I was in a good Alanon meeting this week on the topic of choices. In the moment, I don't always recognize that I have a choice to respond (or not) rather than react. I am beyond grateful that we don't have active alcoholism in our lives today, and there can be a fair amount of "ism's" floating around, especially in this busy time of year when something as simple as going to the grocery store takes on a frenzy with increased traffic on the roads and people in the aisles. Always, always my HALTs come in to play. I had a boss once who said that when someone was on her last nerve, she pretended she was watching a TV show - a bad comedy perhaps - to help her detach from her reaction. "How important is it?" is my current favorite slogan.

My sister-in-law passed this weekend, with my brother breathing a sigh of relief, aware that a new chapter begins. I'm feeling sad, and a bit weepy. We really were not close, and she was part of the family for 40-plus years, my brother's wife. I cry for his loss. I cry for the loss of another family member. I cry for all those who are no longer here, those who are my history, the seeming-stability of those around the holiday table, the laughter shared, good meals (she was an excellent cook). Each new loss tends to connect to all previous losses, even if just for a minute. And, I know what grief feels like. I know about the business end of death, with forms and phone calls to be made. And I know about that quiet place that now feels both empty and full. 

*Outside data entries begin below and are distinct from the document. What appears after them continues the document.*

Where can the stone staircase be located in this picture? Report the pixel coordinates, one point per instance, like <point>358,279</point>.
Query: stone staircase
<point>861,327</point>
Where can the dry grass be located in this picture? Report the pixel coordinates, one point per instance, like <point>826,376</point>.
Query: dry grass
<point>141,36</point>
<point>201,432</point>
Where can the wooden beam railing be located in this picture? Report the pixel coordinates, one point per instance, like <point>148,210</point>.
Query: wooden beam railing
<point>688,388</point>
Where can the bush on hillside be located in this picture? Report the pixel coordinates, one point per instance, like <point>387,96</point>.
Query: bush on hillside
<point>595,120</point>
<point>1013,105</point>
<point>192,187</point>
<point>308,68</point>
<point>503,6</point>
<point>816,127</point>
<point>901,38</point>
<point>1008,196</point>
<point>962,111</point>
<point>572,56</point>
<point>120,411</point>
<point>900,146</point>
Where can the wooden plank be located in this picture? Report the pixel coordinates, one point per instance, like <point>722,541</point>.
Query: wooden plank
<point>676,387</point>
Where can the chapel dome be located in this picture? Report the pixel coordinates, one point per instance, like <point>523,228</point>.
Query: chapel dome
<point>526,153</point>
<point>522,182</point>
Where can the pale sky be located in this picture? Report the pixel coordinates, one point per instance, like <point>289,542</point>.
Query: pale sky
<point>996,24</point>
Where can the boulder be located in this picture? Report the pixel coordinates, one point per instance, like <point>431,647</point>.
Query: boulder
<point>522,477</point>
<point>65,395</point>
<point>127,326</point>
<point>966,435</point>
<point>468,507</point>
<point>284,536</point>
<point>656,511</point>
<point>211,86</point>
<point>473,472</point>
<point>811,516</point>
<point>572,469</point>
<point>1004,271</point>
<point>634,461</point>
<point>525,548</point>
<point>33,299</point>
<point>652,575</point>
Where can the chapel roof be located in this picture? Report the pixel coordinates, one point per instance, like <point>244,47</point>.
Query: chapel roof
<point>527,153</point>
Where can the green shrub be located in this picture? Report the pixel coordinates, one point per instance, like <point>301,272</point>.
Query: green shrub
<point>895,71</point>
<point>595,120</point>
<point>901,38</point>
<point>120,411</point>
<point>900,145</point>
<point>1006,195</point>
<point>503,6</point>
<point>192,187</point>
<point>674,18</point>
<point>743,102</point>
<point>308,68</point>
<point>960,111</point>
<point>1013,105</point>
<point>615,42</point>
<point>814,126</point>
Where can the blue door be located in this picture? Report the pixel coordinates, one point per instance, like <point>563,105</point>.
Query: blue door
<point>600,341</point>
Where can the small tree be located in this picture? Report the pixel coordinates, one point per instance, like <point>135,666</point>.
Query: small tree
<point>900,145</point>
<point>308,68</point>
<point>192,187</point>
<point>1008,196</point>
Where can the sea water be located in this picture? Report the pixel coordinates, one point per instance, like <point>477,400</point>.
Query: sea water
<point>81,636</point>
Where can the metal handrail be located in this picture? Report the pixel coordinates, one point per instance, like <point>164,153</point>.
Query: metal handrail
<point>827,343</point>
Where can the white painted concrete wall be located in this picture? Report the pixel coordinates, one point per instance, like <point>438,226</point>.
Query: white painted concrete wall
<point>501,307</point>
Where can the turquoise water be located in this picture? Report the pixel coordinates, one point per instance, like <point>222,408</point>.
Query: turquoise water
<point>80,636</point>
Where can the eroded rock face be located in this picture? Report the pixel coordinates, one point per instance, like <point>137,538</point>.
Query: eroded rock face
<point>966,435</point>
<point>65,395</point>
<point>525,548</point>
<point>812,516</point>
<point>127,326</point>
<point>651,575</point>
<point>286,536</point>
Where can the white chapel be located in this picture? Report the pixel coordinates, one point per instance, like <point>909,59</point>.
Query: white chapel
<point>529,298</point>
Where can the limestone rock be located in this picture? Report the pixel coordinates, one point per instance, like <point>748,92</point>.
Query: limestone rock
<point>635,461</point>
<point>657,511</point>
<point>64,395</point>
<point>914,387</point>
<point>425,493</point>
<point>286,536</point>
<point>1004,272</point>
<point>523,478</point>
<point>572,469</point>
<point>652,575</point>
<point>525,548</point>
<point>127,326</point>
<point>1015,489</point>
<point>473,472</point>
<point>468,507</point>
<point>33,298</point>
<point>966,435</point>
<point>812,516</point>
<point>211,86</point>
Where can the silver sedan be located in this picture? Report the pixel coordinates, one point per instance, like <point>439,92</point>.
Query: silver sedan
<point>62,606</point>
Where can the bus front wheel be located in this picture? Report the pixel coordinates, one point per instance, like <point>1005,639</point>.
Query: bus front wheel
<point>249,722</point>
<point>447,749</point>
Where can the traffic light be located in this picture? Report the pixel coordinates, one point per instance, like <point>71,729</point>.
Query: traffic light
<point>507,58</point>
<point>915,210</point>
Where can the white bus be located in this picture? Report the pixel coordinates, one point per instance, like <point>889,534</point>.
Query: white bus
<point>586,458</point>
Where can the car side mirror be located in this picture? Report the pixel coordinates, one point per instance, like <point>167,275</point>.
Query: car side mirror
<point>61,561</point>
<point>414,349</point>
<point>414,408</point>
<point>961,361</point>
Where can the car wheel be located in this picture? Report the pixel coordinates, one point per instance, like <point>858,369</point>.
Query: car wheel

I'm sure my brother will be fine. He's a loner, though acknowledges he does need people - not too many and not too often, but social interaction is a good thing. I can be a good sister, even when, or especially when he doesn't want to talk about loss. I learned that with my mom - I'm a good 12 Step emotional processor. She was born in 1926 and kept many of her feelings to herself. 

The day after my sister-in-law passed, my dear friend's father died, again, not unexpected, while a seismic shift for the family. These recent losses, including my eldest cousin a few months ago, and a longtime AA member in recent weeks, cause me to feel the earth shift just a bit, moving me and my generation a wee bit closer to the edge where it will be our turn. Getting older is certainly not all doom and gloom, and there is a gravity to loss, a recognition of the inevitable that was below the surface even a few years ago.

And, this is the season of memories - some good, some not so good, but definitely a time of remembering. Listening to one of my playlists the other day, I found myself literally weeping to an old Glen Miller song that my mother loved. This is the time of year that my ancestors, old and newer, feel closest. I don't need to succumb to maudlin, but I can acknowledge what my heart is telling me. As we hear, "Don't bother looking for your feelings - they'll find you." It's when I try to ignore, out run, or talk myself out of it that I wind up in knots. So, I will say, "Hello Mom and Dad. I miss you, and Dad, the conversations we never got to have." I can hold my people close, never skipping an opportunity to say, "I love you," because the time will come, on their end or mine, that won't be possible - in this realm anyway.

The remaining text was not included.